The Directive extends the scope of Directive 1999/32/EC to include all liquid fuels derived from petroleum and used by ships operating in Member States' territorial waters. It provides, in particular, for:

  • limiting to 1.5% by mass, from 11 August 2006, the sulphur content of marine fuels used by vessels in the Baltic Sea, and from 11 August 2007 for vessels in the North Sea and the English Channel, in order to reduce acidification and improve air quality;
  • limiting to 1.5% by mass, from 11 August 2006, the sulphur content of marine fuels used by passenger vessels on regular services to or from any port in the Union in order to improve air quality and create sufficient demand to ensure an EU-wide supply of low-sulphur fuel;
  • limiting to 0.1% by mass, from 1 January 2010, the sulphur content of marine fuels used by ships on inland waterways and at berth in order to improve air quality around ports and inland waterways;
  • by way of derogation to the abovementioned limits for fuel oil, allowing ships to use an approved emission abatement technology, provided that these ships continuously achieve emission reductions which are at least equivalent and that they thoroughly document that any waste streams discharged into enclosed ports and estuaries have no impact on ecosystems;
  • limiting to 1.5% by mass the sulphur content of marine diesel oils sold in the European Union;
  • limiting to 0.1% by mass the sulphur content of marine gas oils sold in the European Union;
  • requiring refuelling operations to be recorded in the logbook before ships can be granted access to ports in the Community;
  • ensuring that the sulphur content of fuels sold on the territory of the Member States is documented by the supplier, accompanied by a sample.

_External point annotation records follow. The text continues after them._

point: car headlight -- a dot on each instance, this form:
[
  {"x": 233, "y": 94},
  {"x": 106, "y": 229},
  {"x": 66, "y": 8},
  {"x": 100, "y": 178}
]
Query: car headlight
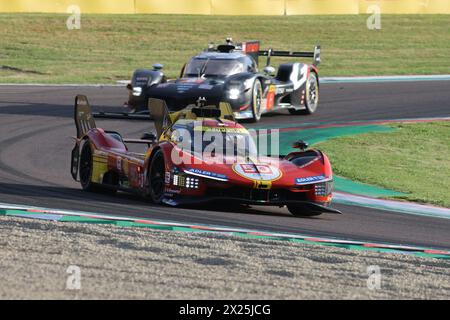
[
  {"x": 137, "y": 91},
  {"x": 185, "y": 181},
  {"x": 234, "y": 94}
]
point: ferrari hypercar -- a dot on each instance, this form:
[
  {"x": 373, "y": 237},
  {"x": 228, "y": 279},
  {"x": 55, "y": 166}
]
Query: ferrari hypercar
[
  {"x": 230, "y": 73},
  {"x": 199, "y": 154}
]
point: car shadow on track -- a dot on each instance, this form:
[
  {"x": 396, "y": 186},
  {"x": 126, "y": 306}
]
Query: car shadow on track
[
  {"x": 77, "y": 199},
  {"x": 46, "y": 109}
]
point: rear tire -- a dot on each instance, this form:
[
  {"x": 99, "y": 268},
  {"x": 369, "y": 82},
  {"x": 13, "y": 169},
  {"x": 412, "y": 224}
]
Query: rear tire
[
  {"x": 311, "y": 96},
  {"x": 155, "y": 178},
  {"x": 301, "y": 211},
  {"x": 86, "y": 167}
]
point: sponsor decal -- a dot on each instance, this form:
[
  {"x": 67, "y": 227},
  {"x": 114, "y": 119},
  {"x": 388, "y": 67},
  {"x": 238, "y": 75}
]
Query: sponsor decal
[
  {"x": 209, "y": 174},
  {"x": 205, "y": 86},
  {"x": 307, "y": 180},
  {"x": 167, "y": 178},
  {"x": 270, "y": 98},
  {"x": 220, "y": 129},
  {"x": 172, "y": 191},
  {"x": 259, "y": 172}
]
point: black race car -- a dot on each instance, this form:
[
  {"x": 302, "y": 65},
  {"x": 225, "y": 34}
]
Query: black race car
[{"x": 230, "y": 73}]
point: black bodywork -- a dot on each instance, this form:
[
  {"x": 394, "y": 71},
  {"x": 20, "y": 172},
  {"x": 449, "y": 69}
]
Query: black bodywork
[{"x": 230, "y": 73}]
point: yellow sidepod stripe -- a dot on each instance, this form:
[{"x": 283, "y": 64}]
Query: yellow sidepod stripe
[{"x": 100, "y": 167}]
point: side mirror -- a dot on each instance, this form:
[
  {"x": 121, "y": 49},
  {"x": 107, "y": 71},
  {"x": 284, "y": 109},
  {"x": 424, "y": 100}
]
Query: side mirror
[
  {"x": 157, "y": 66},
  {"x": 269, "y": 70},
  {"x": 148, "y": 136},
  {"x": 300, "y": 144}
]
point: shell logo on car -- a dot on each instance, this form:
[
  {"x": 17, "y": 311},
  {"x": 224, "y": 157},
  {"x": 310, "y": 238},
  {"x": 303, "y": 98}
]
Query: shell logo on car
[{"x": 259, "y": 172}]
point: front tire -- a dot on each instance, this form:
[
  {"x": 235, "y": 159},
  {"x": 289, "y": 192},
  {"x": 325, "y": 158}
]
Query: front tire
[
  {"x": 311, "y": 96},
  {"x": 86, "y": 170}
]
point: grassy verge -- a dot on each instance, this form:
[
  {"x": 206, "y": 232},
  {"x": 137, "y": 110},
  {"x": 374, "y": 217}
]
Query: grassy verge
[
  {"x": 110, "y": 47},
  {"x": 414, "y": 159}
]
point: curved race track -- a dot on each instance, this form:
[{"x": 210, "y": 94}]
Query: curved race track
[{"x": 36, "y": 125}]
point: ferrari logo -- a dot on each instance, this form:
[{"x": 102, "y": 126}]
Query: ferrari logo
[{"x": 262, "y": 184}]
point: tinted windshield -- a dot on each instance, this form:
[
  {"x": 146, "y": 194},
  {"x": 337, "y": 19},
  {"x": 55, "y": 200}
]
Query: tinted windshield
[
  {"x": 213, "y": 67},
  {"x": 215, "y": 141}
]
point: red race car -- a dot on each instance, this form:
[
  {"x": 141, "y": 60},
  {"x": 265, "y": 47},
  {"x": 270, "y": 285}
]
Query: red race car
[{"x": 199, "y": 154}]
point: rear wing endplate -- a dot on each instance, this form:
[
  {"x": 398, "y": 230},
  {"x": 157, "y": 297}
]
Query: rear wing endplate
[
  {"x": 84, "y": 121},
  {"x": 293, "y": 54}
]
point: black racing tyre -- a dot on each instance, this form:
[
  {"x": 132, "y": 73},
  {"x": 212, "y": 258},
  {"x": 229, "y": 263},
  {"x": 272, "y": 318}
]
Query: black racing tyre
[
  {"x": 86, "y": 169},
  {"x": 311, "y": 96},
  {"x": 155, "y": 177},
  {"x": 256, "y": 102},
  {"x": 302, "y": 211}
]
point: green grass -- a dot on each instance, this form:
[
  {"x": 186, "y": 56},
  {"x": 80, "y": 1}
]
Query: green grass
[
  {"x": 413, "y": 159},
  {"x": 110, "y": 47}
]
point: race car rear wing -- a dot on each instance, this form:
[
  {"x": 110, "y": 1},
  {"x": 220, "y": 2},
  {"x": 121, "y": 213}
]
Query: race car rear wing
[
  {"x": 292, "y": 54},
  {"x": 84, "y": 121}
]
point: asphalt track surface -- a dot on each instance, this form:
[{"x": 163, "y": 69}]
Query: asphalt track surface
[{"x": 36, "y": 126}]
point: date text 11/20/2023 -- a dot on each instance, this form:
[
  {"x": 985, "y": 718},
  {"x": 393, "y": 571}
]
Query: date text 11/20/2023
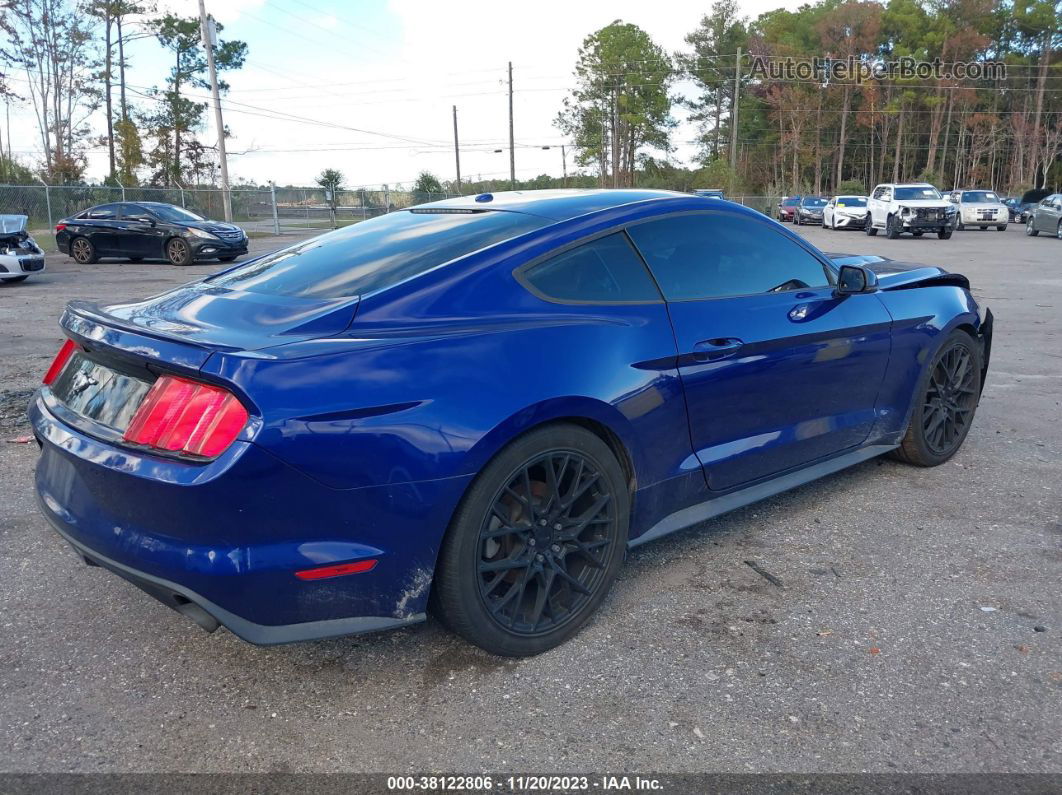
[{"x": 521, "y": 783}]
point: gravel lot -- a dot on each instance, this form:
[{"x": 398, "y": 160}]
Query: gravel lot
[{"x": 903, "y": 637}]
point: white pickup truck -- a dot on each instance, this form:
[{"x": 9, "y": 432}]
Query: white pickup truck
[{"x": 914, "y": 207}]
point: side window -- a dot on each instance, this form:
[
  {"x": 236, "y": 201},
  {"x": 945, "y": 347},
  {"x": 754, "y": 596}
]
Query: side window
[
  {"x": 130, "y": 210},
  {"x": 702, "y": 256},
  {"x": 103, "y": 211},
  {"x": 606, "y": 270}
]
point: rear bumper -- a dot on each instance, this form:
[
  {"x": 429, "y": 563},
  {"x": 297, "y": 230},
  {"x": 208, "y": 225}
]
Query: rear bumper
[
  {"x": 210, "y": 616},
  {"x": 226, "y": 537}
]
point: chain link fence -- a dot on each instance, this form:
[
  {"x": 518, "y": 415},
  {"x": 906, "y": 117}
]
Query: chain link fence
[
  {"x": 267, "y": 210},
  {"x": 264, "y": 210}
]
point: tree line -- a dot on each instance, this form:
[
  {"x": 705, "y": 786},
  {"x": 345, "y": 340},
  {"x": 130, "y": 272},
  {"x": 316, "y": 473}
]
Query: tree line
[
  {"x": 795, "y": 135},
  {"x": 68, "y": 62}
]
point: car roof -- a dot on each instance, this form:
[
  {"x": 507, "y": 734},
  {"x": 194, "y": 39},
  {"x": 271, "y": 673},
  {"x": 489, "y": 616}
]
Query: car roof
[{"x": 557, "y": 205}]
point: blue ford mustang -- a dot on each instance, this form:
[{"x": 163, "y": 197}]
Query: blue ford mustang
[{"x": 479, "y": 404}]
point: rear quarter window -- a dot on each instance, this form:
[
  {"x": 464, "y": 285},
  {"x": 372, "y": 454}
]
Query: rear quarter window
[
  {"x": 376, "y": 254},
  {"x": 603, "y": 271}
]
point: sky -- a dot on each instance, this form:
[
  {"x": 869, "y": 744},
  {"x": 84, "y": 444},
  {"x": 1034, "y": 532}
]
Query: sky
[{"x": 373, "y": 84}]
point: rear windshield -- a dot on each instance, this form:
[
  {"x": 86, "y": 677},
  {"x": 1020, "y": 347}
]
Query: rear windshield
[
  {"x": 375, "y": 254},
  {"x": 174, "y": 214}
]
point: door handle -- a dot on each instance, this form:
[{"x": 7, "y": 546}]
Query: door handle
[{"x": 720, "y": 347}]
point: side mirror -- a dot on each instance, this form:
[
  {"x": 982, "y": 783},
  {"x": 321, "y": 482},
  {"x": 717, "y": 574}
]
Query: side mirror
[{"x": 855, "y": 279}]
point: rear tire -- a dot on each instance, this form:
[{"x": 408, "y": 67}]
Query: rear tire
[
  {"x": 83, "y": 252},
  {"x": 945, "y": 402},
  {"x": 514, "y": 550},
  {"x": 178, "y": 252}
]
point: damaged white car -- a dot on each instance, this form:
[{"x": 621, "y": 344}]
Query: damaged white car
[{"x": 19, "y": 254}]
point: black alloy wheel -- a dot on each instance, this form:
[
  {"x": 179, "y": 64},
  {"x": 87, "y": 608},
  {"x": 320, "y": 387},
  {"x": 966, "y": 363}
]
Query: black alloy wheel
[
  {"x": 545, "y": 543},
  {"x": 536, "y": 542},
  {"x": 947, "y": 399},
  {"x": 178, "y": 253},
  {"x": 83, "y": 251}
]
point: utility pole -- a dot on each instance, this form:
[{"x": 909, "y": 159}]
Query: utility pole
[
  {"x": 737, "y": 88},
  {"x": 615, "y": 138},
  {"x": 209, "y": 34},
  {"x": 457, "y": 150},
  {"x": 512, "y": 145},
  {"x": 603, "y": 161}
]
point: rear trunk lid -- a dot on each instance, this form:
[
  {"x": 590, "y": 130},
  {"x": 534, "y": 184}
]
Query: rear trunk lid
[
  {"x": 207, "y": 317},
  {"x": 122, "y": 349}
]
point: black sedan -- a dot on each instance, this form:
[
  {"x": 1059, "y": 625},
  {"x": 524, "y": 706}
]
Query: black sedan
[{"x": 148, "y": 230}]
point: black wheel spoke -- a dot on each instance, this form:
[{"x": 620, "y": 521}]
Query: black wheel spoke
[{"x": 507, "y": 564}]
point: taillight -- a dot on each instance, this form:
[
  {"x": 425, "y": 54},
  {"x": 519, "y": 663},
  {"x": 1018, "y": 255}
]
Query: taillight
[
  {"x": 66, "y": 350},
  {"x": 187, "y": 416},
  {"x": 338, "y": 570}
]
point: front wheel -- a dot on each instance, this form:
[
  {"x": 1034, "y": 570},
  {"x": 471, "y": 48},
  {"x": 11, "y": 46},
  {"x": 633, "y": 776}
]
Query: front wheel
[
  {"x": 945, "y": 402},
  {"x": 178, "y": 253},
  {"x": 535, "y": 543}
]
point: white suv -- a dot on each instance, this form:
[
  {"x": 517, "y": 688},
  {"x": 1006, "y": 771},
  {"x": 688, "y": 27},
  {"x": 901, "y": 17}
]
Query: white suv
[{"x": 917, "y": 207}]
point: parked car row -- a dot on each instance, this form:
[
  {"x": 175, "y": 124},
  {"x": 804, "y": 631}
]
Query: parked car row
[{"x": 919, "y": 208}]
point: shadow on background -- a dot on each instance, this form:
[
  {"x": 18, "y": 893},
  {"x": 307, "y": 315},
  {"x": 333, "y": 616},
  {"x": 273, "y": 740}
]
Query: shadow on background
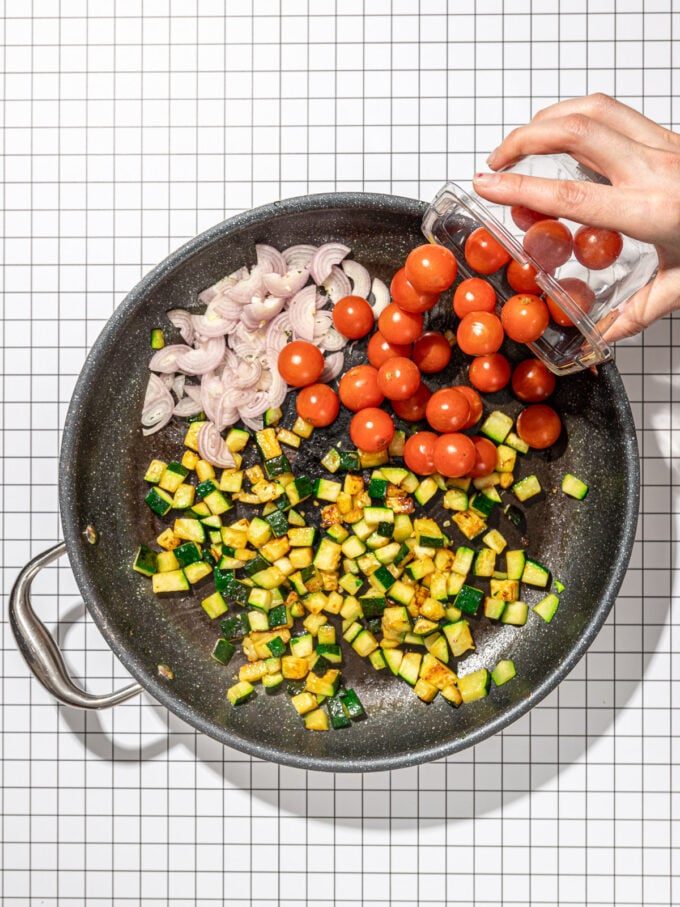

The Directive also provides for verification of the sulphur content of marine fuels by sampling and analysis. Every year, Member States must send the Commission a report on the sulphur content of the fuels covered by this proposal and used on their territory. By 31 December 2010, the Commission must send Parliament and the Council a report on implementation of the Directive, together with any proposals for amending it.

REFERENCES

ActEntry into force - Date of expiryDeadline for transposition in the Member StatesOfficial Journal
Directive 93/12/EECDate of notification1.10.1994OJ L 74, 27.3.1993

Amending act(s)Entry into forceDeadline for transposition in the Member StatesOfficial Journal
Directive 98/70/EC28.12.19981.7.1999OJ L 350, 28.12.1998
Directive 1999/32/EC11.5.19991.7.2000OJ L 121, 11.5.1999
Directive 2005/33/EC11.8.200511.8.2006OJ L 191, 22.7.2005

RELATED ACTS

Proposal for a Directive of the European Parliament and of the Council of 31 January 2007 amending Directive 98/70/EC as regards the specification of petrol, diesel and gas-oil and introducing a mechanism to monitor and reduce greenhouse gas emissions from the use of road transport fuels and amending Council Directive 99/32/EC, as regards the specification of fuel used by inland waterway vessels and repealing Directive 93/12/EEC [COM(2007) 18 final - not published in the Official Journal].
This proposal is intended, inter alia, to confirm 1 January 2009 as the date on which all diesel must have a maximum sulphur content of 10 ppm (parts per million); to reduce the polyaromatic hydrocarbon content of diesel to 8% (instead of 11%); to reduce the maximum sulphur content of non-road gas-oil from 1 000 ppm to 10 ppm for land-based uses and from 1 000 ppm to 300 ppm for inland waterways; to increase the oxygenate content and vapour pressure limit for petrol blended with ethanol, in order to enable a higher volume of biofuels to be used in petrol, with appropriate labelling; and to require fuel suppliers to reduce life-cycle (refining, transport and use) greenhouse gas emissions from these fuels by 1% per year from 2009. The proposal is also designed to simplify Directives 98/70/EC and 99/32/EC and repeal Directive 93/12/EEC, which has become redundant.